Nicky squinted at Craig’s innocent face, suddenly uncertain of her ground. She’d taken the lift both ways, so she could easily have missed them between floors and Davy’s protection officer said they definitely hadn’t left through reception. The only way to prove her case was to speak to the gate officer in the garage. She’d been about to go down to the basement when Liam and Annette had arrived.
Liam started to report from memory as Annette checked what he said against her notebook. She gave up halfway when he didn’t put a foot wrong. Liam ran through their visits to Warner’s second family in Antrim and Diana Rogan’s office in one minute, basically filing them under ‘nothing interesting to report’. When he reached Victoria Linton’s P.A he stopped and nodded Annette on.
“It seems that Victoria Linton wasn’t well liked, not by her P.A. and not by some of the people she’d dealt with.”
“Criminals she’d prosecuted?”
“Not just them, sir. She’d been a defence lawyer for corporate clients before she took up prosecution and she made a few enemies there as well. Her clients were mainly banks, insurance companies and the like.”
Craig knew they were in the right ball-park.
“The P.A., Natasha Nunes, had a list of people that she wasn’t to put through to Linton if they called.”
“Did you get it?”
Annette nodded and tapped a file on her lap. “I’ll give it to Davy to cross-check. Then we went to visit the boyfriend, Julian Mooney. Ms Nunes thought he might be an architect. Turns out he was an interior designer but I have to say I wouldn’t fancy him designing my house.”
“Why not?”
Liam jumped in. “’Cos his own place was a shambles. Neglected house in a rough road and if what we saw was interior design then I’ll stick with my own taste.”
Davy’s timing was perfect. “Neanderthal chic?”
Craig smiled at his droll delivery and Mike Augustus laughed out loud; they never had this much fun at the lab.

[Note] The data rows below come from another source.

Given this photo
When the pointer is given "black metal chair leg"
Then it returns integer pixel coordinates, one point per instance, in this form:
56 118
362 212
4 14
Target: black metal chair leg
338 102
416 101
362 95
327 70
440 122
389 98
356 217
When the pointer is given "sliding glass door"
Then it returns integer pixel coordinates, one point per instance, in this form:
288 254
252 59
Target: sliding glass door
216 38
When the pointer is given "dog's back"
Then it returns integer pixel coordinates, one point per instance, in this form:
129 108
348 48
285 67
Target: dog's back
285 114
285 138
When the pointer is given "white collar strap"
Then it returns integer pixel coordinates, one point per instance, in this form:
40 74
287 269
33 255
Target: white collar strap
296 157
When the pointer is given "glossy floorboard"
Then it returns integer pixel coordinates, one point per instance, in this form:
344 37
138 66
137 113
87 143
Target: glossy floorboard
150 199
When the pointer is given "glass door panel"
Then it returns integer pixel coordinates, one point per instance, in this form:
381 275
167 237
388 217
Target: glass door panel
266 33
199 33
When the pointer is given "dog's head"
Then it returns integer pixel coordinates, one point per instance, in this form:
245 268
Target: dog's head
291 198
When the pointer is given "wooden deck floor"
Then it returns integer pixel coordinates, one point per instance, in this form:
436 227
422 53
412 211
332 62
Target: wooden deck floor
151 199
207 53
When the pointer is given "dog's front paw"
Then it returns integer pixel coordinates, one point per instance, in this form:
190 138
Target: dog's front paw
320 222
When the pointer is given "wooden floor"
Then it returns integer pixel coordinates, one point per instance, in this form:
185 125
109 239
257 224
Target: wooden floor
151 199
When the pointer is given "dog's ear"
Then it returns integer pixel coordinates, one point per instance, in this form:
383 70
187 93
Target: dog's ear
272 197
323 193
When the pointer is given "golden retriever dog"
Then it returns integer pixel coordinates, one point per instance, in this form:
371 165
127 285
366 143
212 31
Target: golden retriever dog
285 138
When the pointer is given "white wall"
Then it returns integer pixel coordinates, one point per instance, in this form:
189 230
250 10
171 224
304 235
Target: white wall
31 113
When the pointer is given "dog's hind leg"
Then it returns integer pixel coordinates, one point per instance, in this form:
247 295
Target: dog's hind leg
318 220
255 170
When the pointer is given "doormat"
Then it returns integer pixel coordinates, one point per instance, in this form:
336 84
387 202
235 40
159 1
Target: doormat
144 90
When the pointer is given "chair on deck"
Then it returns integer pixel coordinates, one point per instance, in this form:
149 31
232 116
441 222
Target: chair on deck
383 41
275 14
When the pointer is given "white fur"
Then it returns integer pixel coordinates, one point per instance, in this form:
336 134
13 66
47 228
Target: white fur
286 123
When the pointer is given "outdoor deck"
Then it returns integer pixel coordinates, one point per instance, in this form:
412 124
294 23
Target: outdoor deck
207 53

Liam drew himself upright in his chair. “Here now, I’ll have you know…”
Craig waved them both down, laughing. “I’m sure your taste is impeccable, Liam. Annette, tell us what you saw at Mooney’s house.”
Annette shrugged. “To be honest Liam’s already said it all. There was no-one in so we had a quick look through the kitchen window and it was worse than most student flats. Chilly looking, sparse and dull. If Mooney’s an interior designer he’s not a very good one, unless the rest of the house is better. To be honest it looked more like a flop pad than a home.”
The group fell silent for a moment while Craig thought. “OK… Davy, check out Mooney please. We know he exists because the neighbour, James Wallace, met him. You two, go back to Linton’s development and speak to Wallace again. Davy will give you Mooney’s photo.”
“W…Well actually…”
Craig turned towards Davy, he‘d moved back to his computer and was typing something in. After a moment he nodded and returned to his seat.
“I just wanted to recheck something. I s…searched Julian Mooney on the computer when I did everyone else after Victoria Linton’s death and nothing came up on him. I parked it because he was only a partner of the victim and she was only one of several suicides, s…so he didn’t seem that important, but I’ve just run him again and there’s nothing.”
Craig frowned. “Nothing? Driving licence, passport, work history?”
Davy shook his long hair. “Nada. He’s the invisible man.”
“How is that possible?”
“W…Well, if he doesn’t drive or travel, it’s very possible he doesn’t have any passport or driving licence pictures available. And if he’s a freelance designer it might be a lot of cash in hand work.”